I’ve observed courage often defined as a state or quality of mind; that depreciates it still. Courage, to me, is a state of being. It constitutes a predisposition to do the right thing, no matter – especially no matter – if doing the right thing does not redound to one’s benefit or credit; if anything, courage entails risks to one’s well-being, and one becomes established in such a state over time, as one resolutely faces life’s tests and makes the moral choice – consistently. 

It’s precisely the act of facing, of confronting, of stepping up that makes for the essence embraced in the solemn phrase “courage of one’s convictions.” Courage is a command of conscience, an acting-out, a realization, of one’s convictions and, being thus a matter of conscience, it presupposes that everyone has the natural capacity and capability to acquire it; by the same token, it precludes any excuses for the converse case. 

The generational tests of courage are implicit in such questions, put by sons to fathers, as, What did you do during the war, Daddy? What did you do during Martial Law? Where were you during the EDSA People Power uprising? 

But how could the supply of courage run short in a mere generation since EDSA? And, if no life’s lessons were intended to be learned here, why should this happen, of all times, amid such moral scandal as we’ve never seen, one in which thousands of our fellow citizens are dying around us in a pogrom that targets three million others, all summarily condemned as having been rendered subhuman by drugs?

Like any virtue – or vice, for that matter – courage is acquired by self-buildup, reinforced and sustained by constant, conscientious practice; conversely, it erodes with every default. 

A formulation seems to apply here and to have worked in fact against us.
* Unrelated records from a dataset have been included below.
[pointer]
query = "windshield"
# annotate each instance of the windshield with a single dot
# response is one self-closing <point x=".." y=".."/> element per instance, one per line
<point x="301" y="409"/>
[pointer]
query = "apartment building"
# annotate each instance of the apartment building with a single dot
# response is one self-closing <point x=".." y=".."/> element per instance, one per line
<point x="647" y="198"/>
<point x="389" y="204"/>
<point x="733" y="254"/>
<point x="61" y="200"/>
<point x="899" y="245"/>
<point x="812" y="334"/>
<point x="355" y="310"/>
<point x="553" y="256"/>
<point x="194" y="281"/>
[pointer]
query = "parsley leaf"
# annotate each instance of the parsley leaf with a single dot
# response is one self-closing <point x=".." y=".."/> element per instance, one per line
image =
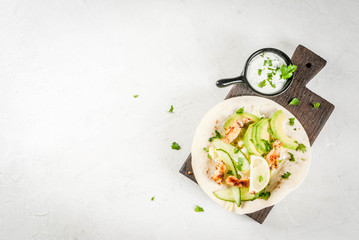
<point x="175" y="146"/>
<point x="263" y="194"/>
<point x="198" y="209"/>
<point x="218" y="135"/>
<point x="302" y="148"/>
<point x="291" y="121"/>
<point x="239" y="165"/>
<point x="287" y="71"/>
<point x="241" y="110"/>
<point x="267" y="145"/>
<point x="295" y="101"/>
<point x="286" y="175"/>
<point x="292" y="159"/>
<point x="262" y="84"/>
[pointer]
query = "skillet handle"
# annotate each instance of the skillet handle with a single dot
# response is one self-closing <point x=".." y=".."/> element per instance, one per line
<point x="229" y="81"/>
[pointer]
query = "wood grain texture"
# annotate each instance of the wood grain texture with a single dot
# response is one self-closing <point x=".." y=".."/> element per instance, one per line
<point x="313" y="120"/>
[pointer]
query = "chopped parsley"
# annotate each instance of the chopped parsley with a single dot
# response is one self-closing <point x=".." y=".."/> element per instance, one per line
<point x="263" y="194"/>
<point x="239" y="165"/>
<point x="260" y="71"/>
<point x="287" y="71"/>
<point x="198" y="209"/>
<point x="267" y="145"/>
<point x="175" y="146"/>
<point x="218" y="135"/>
<point x="286" y="175"/>
<point x="295" y="101"/>
<point x="292" y="159"/>
<point x="302" y="148"/>
<point x="262" y="83"/>
<point x="291" y="121"/>
<point x="241" y="110"/>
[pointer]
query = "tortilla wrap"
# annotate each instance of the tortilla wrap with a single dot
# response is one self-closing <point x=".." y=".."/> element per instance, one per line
<point x="278" y="187"/>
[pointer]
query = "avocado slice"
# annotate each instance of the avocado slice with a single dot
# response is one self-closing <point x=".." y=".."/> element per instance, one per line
<point x="240" y="117"/>
<point x="276" y="124"/>
<point x="260" y="133"/>
<point x="249" y="142"/>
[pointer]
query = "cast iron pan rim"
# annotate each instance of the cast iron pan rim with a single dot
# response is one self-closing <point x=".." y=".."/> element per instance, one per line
<point x="282" y="55"/>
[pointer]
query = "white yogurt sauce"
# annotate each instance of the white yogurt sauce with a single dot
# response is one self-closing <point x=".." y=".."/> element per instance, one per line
<point x="263" y="73"/>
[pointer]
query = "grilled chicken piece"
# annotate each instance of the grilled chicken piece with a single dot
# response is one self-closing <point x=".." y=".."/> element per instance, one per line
<point x="274" y="154"/>
<point x="233" y="181"/>
<point x="234" y="130"/>
<point x="218" y="175"/>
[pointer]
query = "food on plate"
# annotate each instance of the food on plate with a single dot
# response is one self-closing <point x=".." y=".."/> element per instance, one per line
<point x="241" y="162"/>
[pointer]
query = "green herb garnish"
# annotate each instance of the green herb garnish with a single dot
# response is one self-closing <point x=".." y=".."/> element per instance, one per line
<point x="175" y="146"/>
<point x="260" y="71"/>
<point x="239" y="165"/>
<point x="241" y="110"/>
<point x="218" y="135"/>
<point x="267" y="145"/>
<point x="291" y="121"/>
<point x="287" y="71"/>
<point x="302" y="148"/>
<point x="286" y="175"/>
<point x="198" y="209"/>
<point x="262" y="84"/>
<point x="295" y="101"/>
<point x="292" y="159"/>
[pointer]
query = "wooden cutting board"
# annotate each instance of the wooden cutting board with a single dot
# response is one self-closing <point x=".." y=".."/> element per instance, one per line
<point x="308" y="65"/>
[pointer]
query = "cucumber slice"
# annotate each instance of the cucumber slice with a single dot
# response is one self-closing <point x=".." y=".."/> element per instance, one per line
<point x="276" y="123"/>
<point x="228" y="195"/>
<point x="246" y="196"/>
<point x="219" y="144"/>
<point x="247" y="139"/>
<point x="261" y="133"/>
<point x="239" y="117"/>
<point x="237" y="195"/>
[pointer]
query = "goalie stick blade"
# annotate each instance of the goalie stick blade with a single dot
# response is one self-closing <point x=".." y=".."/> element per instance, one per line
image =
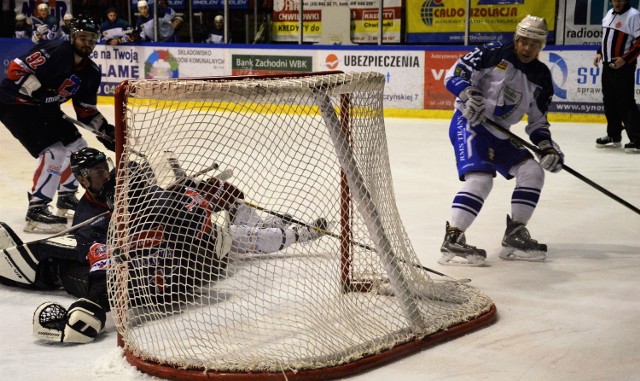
<point x="18" y="266"/>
Popular defaults on courage resulted in Ferdinand Marcos’ dictatorship stretching to 14 years and Gloria Macapagal-Arroyo’s presidency, though assumed on a rigged vote, running through its full 6-year term. For the same defaults, the Marcoses managed to not only return from exile unbothered but re-entrench themselves in power. And to add supreme insult to the supreme injury caused the nation by their patriarch’s regime of torture, murder, and plunder, they may yet get a hero’s burial for him.

In fact, the Marcoses have been steadily gaining on us. Most dreadfully, they have found for their champion President Rodrigo Duterte himself – the same confessed “happy slaughterer” of drug dealers and addicts – who has virtually anointed Ferdinand Marcos Jr. his political heir.